4.5 Strengths and limitations
This study provides evidence-based guidance for CNSLBP clinical management. All three core training modalities are effective but each has distinct advantages: Pilates training is optimal for pain relief, while core resistance training is superior for functional improvement. Clinicians can select appropriate training modalities based on patients’ primary symptoms. Core resistance training: 3-4 sessions per week, 30–45 min per session, with regular protocol adjustments. Pilates training: emphasis on movement quality, recommended 50 min per session, 2-3 sessions per week, intervention period of 8–12 weeks. Core stability training: 3-4 sessions per week, 40–60 min per session, intervention period of 6–8 weeks, avoiding excessive duration that may affect adherence.
In conclusion, our study represents the first large-sample meta-analysis directly comparing three core training modalities (57 studies, 7,705 patients), employing rigorous methodology while simultaneously assessing multiple indicators including pain, function, and quality of life, and providing the first evidence-based evidence for training frequency. However, certain limitations exist: included studies demonstrated heterogeneity in assessment tools and intervention details; most studies had relatively short intervention periods (≤12 weeks), limiting long-term effect evaluation; the three training modalities showed limited improvement in mental health, suggesting the need for comprehensive treatment protocols combining psychological interventions.

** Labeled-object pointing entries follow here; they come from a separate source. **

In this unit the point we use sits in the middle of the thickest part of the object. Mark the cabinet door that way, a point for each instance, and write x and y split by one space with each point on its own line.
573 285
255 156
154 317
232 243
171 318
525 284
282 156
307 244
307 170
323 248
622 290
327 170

Variability in terminology used across studies (e.g., “core strength,” “core stability,” “motor control exercises,” “trunk balance exercises”) may have introduced heterogeneity and risks of missing relevant studies despite our broad search strategy. Future research should conduct long-term follow-up trials, develop standardized training protocols, and explore multi-modal combined intervention effects.
5 Conclusion
This systematic review and meta-analysis provides the first comprehensive comparative evidence for three core training modalities in CNSLBP management. The results demonstrate that Pilates training exhibits excellence in pain relief, core resistance training shows outstanding effects in functional improvement, while core stability training demonstrates moderate effects in both domains. Meta-regression analysis quantified optimal parameters for each training modality for the first time: core resistance training 3-4 sessions per week (30–45 min per session), Pilates training 2-3 sessions per week (50 min per session, 8–12 weeks duration), and core stability training 3-4 sessions per week (40–60 min per session, 6–8 weeks duration), providing precise evidence-based guidance for clinical practice. The study also identified non-linear dose-response relationships, particularly emphasizing the principle that quality supersedes quantity in Pilates training, which has important implications for clinical practice. Future research should conduct long-term follow-up studies to determine therapeutic durability, develop clinical prediction rules for individualized intervention selection, and explore optimal intervention sequences and combined treatment protocols.
Overall, core training represents a safe, effective, evidence-based non-pharmacological treatment approach for CNSLBP, with clinical application requiring individualized design based on specific patient circumstances and treatment objectives.